At the very beginning of the 11th century, India came under attack by the Muslim general Mahmud of Ghazni, who was trying to push Islam eastwards into India, which was mainly Hindu territory. The Indian rulers had been assembling troops to hold back the Muslim army for several centuries already, deliberately drawing their warriors from various populations who were not Aryan. The Aryans had moved into India many centuries before, and had pushed the original population down into the south, or else had absorbed them into the lowest strata of their own society, which began to separate into different social levels or castes, called varnas (“colors”) in Sanskrit.

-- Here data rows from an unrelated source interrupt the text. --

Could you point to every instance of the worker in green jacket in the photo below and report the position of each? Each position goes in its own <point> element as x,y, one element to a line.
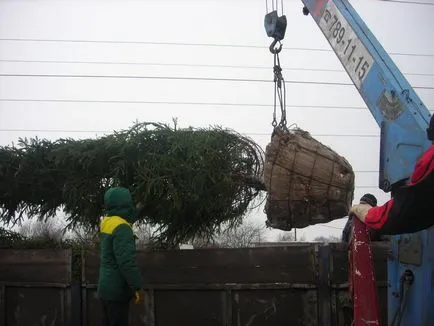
<point>120,279</point>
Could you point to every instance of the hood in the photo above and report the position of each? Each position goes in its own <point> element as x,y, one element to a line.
<point>119,202</point>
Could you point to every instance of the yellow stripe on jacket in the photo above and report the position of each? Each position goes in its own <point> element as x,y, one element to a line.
<point>110,223</point>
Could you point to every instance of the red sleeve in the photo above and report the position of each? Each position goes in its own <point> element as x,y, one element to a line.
<point>424,166</point>
<point>377,216</point>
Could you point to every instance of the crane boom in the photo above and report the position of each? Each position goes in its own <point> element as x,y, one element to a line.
<point>403,119</point>
<point>395,106</point>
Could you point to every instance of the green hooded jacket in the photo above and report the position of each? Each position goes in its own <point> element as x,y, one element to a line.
<point>119,275</point>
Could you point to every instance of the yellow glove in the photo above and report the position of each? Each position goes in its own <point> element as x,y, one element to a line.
<point>138,297</point>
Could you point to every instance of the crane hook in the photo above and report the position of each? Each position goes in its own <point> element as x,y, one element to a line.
<point>272,47</point>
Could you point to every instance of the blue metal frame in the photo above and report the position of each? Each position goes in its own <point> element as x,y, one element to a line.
<point>403,120</point>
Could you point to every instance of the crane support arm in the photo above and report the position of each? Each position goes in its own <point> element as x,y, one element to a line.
<point>393,103</point>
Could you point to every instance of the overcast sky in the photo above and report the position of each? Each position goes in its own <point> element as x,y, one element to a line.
<point>173,39</point>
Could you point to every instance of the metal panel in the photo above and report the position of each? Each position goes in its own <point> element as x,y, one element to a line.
<point>207,266</point>
<point>2,305</point>
<point>189,307</point>
<point>339,262</point>
<point>30,306</point>
<point>42,265</point>
<point>275,307</point>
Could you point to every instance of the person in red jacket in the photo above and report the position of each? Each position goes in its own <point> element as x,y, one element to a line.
<point>411,208</point>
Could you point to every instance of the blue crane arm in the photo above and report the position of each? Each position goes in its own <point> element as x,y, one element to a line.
<point>403,119</point>
<point>395,106</point>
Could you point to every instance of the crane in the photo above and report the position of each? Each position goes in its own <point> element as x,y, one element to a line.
<point>402,118</point>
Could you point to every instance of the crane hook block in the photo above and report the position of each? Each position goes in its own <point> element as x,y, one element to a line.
<point>275,25</point>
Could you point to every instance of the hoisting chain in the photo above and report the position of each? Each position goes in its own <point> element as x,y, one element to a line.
<point>275,27</point>
<point>279,94</point>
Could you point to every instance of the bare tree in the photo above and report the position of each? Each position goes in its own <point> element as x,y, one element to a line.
<point>240,237</point>
<point>85,235</point>
<point>286,237</point>
<point>47,230</point>
<point>328,239</point>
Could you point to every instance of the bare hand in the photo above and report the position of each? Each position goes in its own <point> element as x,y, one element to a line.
<point>360,211</point>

The Aryans regarded Aryan life as being more precious than non-Aryan life, and would not risk losing it in battle. So the troops that were assembled to fight the armies of Mahmud of Ghazni were all taken from non-Aryan populations, and made honorary members of the Kshattriya, or warrior caste, and allowed to wear their battledress and emblems.

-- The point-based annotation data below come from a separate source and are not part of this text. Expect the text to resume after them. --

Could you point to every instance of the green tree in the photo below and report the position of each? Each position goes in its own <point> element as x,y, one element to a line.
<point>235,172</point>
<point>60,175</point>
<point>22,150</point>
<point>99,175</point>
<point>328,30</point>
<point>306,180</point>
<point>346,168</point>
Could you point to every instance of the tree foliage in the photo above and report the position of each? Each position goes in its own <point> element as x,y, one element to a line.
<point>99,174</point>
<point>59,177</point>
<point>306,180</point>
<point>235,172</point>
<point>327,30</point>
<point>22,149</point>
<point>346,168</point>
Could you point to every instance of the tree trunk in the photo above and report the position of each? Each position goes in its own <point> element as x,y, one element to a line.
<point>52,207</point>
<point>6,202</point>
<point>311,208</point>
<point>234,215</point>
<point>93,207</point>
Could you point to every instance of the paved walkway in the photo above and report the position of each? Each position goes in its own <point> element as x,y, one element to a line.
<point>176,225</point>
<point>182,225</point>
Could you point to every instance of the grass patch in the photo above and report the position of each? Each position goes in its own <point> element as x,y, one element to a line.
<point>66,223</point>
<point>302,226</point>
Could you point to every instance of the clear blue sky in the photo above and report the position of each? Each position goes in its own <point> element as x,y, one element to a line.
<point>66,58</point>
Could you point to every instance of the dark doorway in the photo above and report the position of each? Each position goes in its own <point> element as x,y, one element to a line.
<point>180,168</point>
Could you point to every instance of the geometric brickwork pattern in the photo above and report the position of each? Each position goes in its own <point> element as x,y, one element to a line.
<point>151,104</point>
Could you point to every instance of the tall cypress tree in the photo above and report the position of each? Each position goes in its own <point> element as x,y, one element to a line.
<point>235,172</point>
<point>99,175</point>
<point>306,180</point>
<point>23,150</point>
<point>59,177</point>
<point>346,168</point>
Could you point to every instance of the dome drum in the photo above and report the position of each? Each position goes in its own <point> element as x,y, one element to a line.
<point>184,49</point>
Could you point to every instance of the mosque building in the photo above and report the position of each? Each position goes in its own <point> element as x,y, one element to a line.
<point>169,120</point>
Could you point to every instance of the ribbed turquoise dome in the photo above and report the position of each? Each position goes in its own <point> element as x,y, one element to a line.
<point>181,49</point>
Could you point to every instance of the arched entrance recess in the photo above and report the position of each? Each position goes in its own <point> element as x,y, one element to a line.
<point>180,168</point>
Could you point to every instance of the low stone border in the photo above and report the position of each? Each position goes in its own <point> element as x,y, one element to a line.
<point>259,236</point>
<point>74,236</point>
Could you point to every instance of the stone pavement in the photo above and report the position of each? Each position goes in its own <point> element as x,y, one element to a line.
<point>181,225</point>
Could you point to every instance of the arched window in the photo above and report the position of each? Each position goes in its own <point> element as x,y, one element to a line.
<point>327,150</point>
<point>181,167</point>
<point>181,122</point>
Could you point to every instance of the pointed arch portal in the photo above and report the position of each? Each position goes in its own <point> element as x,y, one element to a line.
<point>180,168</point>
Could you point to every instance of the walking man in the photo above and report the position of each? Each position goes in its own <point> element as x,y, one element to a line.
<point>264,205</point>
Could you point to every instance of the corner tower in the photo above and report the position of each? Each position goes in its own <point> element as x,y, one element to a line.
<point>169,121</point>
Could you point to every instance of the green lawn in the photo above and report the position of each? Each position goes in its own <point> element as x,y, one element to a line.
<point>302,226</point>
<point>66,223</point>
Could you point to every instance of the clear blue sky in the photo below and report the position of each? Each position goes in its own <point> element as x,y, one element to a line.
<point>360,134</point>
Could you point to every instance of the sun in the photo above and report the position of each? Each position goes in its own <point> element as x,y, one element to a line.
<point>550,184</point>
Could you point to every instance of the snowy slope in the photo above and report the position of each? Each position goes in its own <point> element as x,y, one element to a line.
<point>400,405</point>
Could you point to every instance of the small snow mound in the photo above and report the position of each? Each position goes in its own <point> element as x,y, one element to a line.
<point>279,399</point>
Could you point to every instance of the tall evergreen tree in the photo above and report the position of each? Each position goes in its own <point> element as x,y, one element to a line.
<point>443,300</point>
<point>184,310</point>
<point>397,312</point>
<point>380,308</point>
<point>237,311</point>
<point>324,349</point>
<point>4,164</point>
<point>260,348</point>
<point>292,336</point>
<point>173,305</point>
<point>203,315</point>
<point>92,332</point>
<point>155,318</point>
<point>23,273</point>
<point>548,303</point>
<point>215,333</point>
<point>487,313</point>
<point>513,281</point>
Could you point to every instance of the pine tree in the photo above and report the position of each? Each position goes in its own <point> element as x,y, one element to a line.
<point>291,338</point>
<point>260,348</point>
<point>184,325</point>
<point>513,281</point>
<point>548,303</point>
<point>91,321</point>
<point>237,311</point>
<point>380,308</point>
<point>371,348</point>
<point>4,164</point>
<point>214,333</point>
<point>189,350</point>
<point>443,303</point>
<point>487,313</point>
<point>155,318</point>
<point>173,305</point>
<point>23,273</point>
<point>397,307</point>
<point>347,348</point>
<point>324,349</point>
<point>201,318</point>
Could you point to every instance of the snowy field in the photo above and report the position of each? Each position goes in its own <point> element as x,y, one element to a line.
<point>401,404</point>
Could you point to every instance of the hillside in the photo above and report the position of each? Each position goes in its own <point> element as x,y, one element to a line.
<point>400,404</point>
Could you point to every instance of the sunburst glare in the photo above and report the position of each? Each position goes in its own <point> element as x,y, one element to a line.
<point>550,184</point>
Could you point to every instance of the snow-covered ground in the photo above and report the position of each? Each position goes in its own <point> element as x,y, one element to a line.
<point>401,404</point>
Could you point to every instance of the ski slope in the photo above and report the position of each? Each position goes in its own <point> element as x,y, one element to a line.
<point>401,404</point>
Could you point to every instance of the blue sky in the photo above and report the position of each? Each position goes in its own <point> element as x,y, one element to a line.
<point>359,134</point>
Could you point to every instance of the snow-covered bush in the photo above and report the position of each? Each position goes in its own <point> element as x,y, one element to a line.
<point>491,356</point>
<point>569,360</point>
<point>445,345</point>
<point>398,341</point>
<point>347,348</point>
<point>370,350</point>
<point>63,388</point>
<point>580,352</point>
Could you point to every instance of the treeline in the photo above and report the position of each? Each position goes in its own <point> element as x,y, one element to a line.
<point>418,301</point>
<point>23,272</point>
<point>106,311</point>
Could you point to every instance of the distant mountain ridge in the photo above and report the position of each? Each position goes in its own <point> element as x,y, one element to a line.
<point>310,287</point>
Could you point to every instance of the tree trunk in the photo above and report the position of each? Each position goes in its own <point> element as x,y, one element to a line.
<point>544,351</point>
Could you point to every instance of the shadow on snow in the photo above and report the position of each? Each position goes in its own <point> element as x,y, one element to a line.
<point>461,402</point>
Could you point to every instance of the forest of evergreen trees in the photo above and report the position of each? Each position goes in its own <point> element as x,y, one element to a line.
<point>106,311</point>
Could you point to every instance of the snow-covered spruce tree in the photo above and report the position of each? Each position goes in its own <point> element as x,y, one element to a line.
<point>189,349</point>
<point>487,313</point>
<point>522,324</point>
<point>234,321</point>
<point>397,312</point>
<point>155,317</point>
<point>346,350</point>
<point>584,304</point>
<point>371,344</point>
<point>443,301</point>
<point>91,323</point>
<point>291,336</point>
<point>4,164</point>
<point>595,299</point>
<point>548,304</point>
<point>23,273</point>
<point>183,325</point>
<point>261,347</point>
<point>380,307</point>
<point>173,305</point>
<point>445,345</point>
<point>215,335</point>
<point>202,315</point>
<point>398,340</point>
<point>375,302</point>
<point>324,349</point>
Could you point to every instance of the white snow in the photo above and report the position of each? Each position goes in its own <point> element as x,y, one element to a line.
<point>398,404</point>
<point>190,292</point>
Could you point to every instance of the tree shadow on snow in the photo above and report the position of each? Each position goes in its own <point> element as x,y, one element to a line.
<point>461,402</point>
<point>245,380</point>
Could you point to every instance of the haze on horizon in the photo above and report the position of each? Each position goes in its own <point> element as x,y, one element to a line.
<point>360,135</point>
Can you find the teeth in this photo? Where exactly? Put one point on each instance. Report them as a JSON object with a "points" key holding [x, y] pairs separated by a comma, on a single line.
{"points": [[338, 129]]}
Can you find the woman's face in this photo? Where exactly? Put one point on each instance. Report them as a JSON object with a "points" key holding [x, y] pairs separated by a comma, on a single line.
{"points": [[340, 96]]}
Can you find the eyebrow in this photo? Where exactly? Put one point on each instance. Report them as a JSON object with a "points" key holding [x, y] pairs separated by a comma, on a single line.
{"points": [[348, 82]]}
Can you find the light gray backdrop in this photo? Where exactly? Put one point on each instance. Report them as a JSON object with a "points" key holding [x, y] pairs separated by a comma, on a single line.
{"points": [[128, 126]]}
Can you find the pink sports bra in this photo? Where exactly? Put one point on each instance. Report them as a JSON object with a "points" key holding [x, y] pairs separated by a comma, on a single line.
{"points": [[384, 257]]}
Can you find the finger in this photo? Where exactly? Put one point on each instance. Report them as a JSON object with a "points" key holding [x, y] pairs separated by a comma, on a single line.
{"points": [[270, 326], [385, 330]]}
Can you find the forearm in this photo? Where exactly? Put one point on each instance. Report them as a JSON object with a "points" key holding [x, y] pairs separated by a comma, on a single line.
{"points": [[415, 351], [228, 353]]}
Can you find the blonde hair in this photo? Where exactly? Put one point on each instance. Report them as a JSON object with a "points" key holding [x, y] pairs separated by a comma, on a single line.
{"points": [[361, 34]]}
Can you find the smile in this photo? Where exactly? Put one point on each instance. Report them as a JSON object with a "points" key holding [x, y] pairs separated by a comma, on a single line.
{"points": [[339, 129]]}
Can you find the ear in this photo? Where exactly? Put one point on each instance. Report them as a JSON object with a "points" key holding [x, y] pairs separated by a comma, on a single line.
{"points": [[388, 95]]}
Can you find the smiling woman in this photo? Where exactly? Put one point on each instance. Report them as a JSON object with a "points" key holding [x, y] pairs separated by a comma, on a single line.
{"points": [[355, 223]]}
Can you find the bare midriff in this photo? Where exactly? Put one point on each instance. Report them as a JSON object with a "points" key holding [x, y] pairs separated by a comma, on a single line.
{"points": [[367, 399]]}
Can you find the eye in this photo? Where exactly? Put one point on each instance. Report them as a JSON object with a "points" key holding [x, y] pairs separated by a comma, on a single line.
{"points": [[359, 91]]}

They were taken from many different ethnic groups who spoke many different languages and dialects. Some were Lohars and Gujjars, some were Tandas, some were Rajputs, non-Indian peoples who had come to live in India some centuries before, and some may also have been Siddhis, Africans from the
East African coast who fought as mercenaries for both the Hindus and the Muslims. This composite army moved out of India through the mountain passes and west into Persia, battling with Muslim forces all along the eastern limit of Islam. While this is to an extent speculative, it is based upon sound linguistic and historical evidence, and provides the best-supported scenario to date. Because Islam was not only making inroads into India to the east, but was also being spread westwards into Europe, this conflict carried the Indian troops-the early Roma-further and further in that direction, until they eventually crossed over into southeastern Europe about the year 1300.

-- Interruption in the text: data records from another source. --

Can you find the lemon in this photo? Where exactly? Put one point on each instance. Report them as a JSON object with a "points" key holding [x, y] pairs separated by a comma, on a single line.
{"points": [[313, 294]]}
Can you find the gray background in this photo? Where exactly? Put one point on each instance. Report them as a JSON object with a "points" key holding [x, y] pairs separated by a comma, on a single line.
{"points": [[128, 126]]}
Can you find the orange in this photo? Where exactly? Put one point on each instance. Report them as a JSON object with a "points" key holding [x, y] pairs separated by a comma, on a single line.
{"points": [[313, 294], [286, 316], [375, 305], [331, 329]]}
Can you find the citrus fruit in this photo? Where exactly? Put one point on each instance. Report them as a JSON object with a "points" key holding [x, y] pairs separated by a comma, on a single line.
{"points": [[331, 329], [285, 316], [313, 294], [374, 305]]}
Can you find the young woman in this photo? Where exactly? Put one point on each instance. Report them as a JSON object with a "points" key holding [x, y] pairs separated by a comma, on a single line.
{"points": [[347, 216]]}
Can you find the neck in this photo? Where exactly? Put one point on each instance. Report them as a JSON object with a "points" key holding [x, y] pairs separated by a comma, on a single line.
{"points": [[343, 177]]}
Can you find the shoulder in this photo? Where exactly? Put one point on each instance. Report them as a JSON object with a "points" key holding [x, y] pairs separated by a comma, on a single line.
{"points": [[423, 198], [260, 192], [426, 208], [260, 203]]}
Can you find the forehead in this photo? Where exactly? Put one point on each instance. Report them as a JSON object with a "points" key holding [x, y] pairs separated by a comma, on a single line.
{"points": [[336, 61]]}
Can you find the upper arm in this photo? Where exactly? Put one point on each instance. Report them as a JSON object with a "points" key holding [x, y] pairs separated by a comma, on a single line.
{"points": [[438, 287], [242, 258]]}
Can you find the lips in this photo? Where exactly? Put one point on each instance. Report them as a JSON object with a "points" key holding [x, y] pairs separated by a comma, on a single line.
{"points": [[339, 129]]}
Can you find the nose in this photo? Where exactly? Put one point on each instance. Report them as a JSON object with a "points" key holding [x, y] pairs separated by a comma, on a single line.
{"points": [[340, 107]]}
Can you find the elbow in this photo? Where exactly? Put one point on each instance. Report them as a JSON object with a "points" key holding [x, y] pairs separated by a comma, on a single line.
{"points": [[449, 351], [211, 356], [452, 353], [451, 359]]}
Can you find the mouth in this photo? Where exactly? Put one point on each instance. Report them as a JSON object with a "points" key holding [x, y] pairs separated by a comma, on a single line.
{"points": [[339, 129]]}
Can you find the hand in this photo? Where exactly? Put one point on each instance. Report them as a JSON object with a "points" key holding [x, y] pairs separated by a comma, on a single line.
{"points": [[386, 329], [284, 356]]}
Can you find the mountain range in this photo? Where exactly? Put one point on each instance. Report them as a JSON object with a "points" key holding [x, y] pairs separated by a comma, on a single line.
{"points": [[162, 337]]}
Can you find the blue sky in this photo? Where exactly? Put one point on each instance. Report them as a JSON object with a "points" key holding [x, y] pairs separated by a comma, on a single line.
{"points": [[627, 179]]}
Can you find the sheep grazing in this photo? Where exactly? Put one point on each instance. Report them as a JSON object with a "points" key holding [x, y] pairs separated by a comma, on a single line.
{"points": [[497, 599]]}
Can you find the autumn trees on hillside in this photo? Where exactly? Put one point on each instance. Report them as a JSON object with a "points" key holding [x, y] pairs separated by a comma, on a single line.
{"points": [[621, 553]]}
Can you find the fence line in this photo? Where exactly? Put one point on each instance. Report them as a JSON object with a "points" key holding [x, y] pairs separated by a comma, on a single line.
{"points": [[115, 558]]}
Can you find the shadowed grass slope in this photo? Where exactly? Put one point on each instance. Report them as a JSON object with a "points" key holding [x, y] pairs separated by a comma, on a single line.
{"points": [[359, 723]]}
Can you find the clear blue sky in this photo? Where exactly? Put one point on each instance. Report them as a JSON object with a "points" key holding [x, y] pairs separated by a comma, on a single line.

From the very beginning, then, the Romani population has been made up of various different peoples who have come together for different reasons. As the ethnically and linguistically mixed occupational population from India moved further and further away from its land of origin (beginning in the 11th century), so it began to acquire its own ethnic identity, and it was at this time that the Romani language also began to take shape. But the mixture of peoples and languages didn’t stop there, for as the warriors moved northwestwards through Persia, they took words and grammar from Persian, and no doubt absorbed new members too; and the same thing happened in Armenia and in the Byzantine Empire, and has continued to happen in Europe. In some instances, the mingling of small groups of Roma with other peoples has resulted in such groups being absorbed into them and losing their Romani identity; the Jenisch are perhaps such an example. In others, it has been the outsiders who have been absorbed, and who, in the course of time, have become one with the Romani group.
In Europe, Roma were either kept in slavery in the Balkans (in territory that is today Romania), or else were able to move on and up into the rest of the continent, reaching every northern and western country by about 1500. In the course of time, as a result of having interacted with various European populations, and being fragmented into widely separated groups, Roma have emerged as a collection of distinct ethnic groups within the larger whole.
The Honorable Ian F. Hancock, of British Romani and Hungarian Romani descent, represents Roma on the United States Holocaust Memorial Council. He is professor of Romani Studies at the University of Texas at Austin, and has authored nearly 300 publications. In 1997, he was awarded the international Rafto Human Rights Prize (Norway), and in 1998 was recipient of the Gamaliel Chair in Peace and Justice (USA).